As a side note, there seemed to be less new bottlings than other years. Anyway, let’s summarize the things we’ve tasted… (no real tasting notes, because the environment is just not right for it).
Old Ballantruan (50%, OB 2009)
The peated version of Tomintoul. Very malty, quite floral and gently peated. Not sure who this is aimed at… fans of Speyside whisky will probably not like the peat but there’s not enough peat to entertain peatheads. Around € 30.
Tullibardine 1993 Sauternes finish (46%, OB 2009)
Sweet nose with hints of apricots. On the palate very coating and candied with lots of honey. Most of the Sauternes shines through in the finish. Not bad, but we already knew Sauternes can work very well. Around € 45.
BenRiach 18 yo Moscatel finish (46%, OB 2009)
Another sweet wine finish, maybe even more succesful than the Tullibardine. Fruity, sweet. Very round and candied. A perfect match for the toast with haggis that was served at the festival. Around € 60.
Yamazaki Sherry cask (48%, OB 2009)
From first fill sherry butts only, said to be 12-15 years old. Very punchy with raisins, cocoa and slightly sourish red fruits (raspberry). Big whisky and the first glass I actually emptied. Around € 70.
Connemara Sherry finish (46%, OB 2009)
A limited Small Batch bottling. Sweet notes of dried fruits, balanced with smoke and a light farminess. Rich and promising. A detailed review of this one will follow. Around € 55.
Benromach Organic ‘Special Edition’ (46%, OB 2009)
Bio whisky. Quite simple with huge hints of breakfast cereals and muesli. Quite a lot of wood as well. Rather mono-dimensional. Not my kinda whisky. Around € 45.
Banff 32 yo 1976 (40%, Gordon & MacPhail Conoisseurs Choice 2008)
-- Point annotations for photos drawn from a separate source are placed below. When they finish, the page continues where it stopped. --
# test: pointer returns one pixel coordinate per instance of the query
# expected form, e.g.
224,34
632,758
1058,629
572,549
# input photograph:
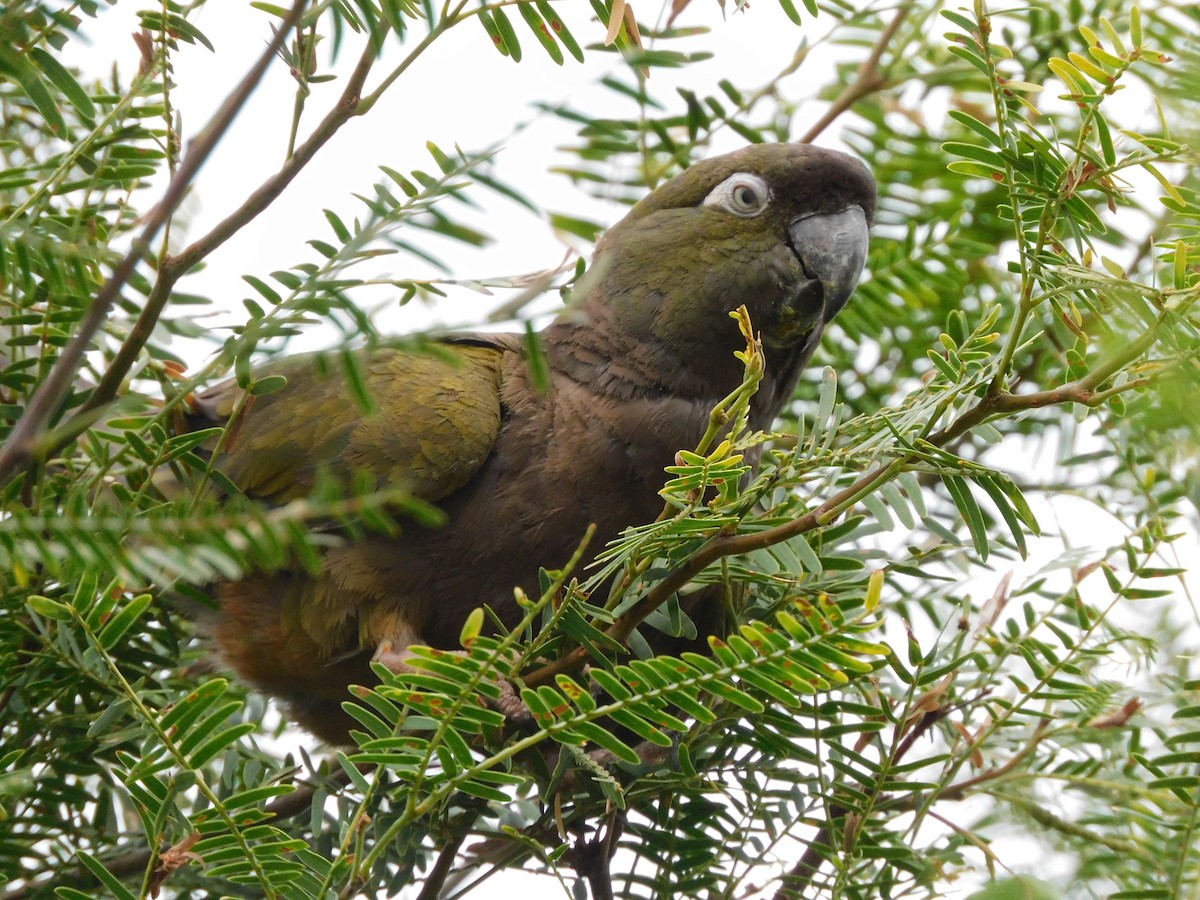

A good Banff with different flavours: flinty notes, fruity notes, toffee, burnt wood… Quite rounded overall. Around € 100. Recommended.
Highland Park 16 yo Calvados ‘Drouin’ finish (46%, Alchemist 2008)
Finished for 2 years in a calvados cask. Honeyed with hints of baked apples. Not much smoke. Uncommon for a Highland Park.
Glen Grant 23 yo 1985 (55,8%, First cask – Whisky Import Netherlands 2009, cask #10182, 187 btl.)
Glen Grant the way we like it: very balanced, very fruity with the right amount of spices. Fruit marmalade galore. Around € 130. Highly recommended.
Bunnahabhain Toiteach (46%, OB 2007)
A young profile, quite some peat and smoke but very simple. Hints of pears? A bit uninspired. Around € 40.
Greenore 8 yo (40%, OB 2009)
Single grain Irish whiskey. Sweet with vanilla and banana. Uncomplicated, light and elegant. A summer’s day whiskey? Around € 30.
I also bought a sample of the legendary Bunnahabhain 1968 Auld Acquaintance and a Macallan 12 Years old HKDNP, a Hong Kong exclusive distilled in the 1970’s. These two will be reviewed in depth. Thanks to Marc Segers for making available his impressive collection of oldies.
This 20 years old Glen Garioch 1988 is my first review of a SMWS bottling. The Scotch Malt Whisky Society was founded in 1983 in order to promote whisky by bottling casks of nearly every distillery in Scotland. They’re all single casks at cask strength, and every bottling has a unique number (distillery code + bottling number).
19.44 is the 44th cask of Glen Garioch (distillery n°19) by SMWS.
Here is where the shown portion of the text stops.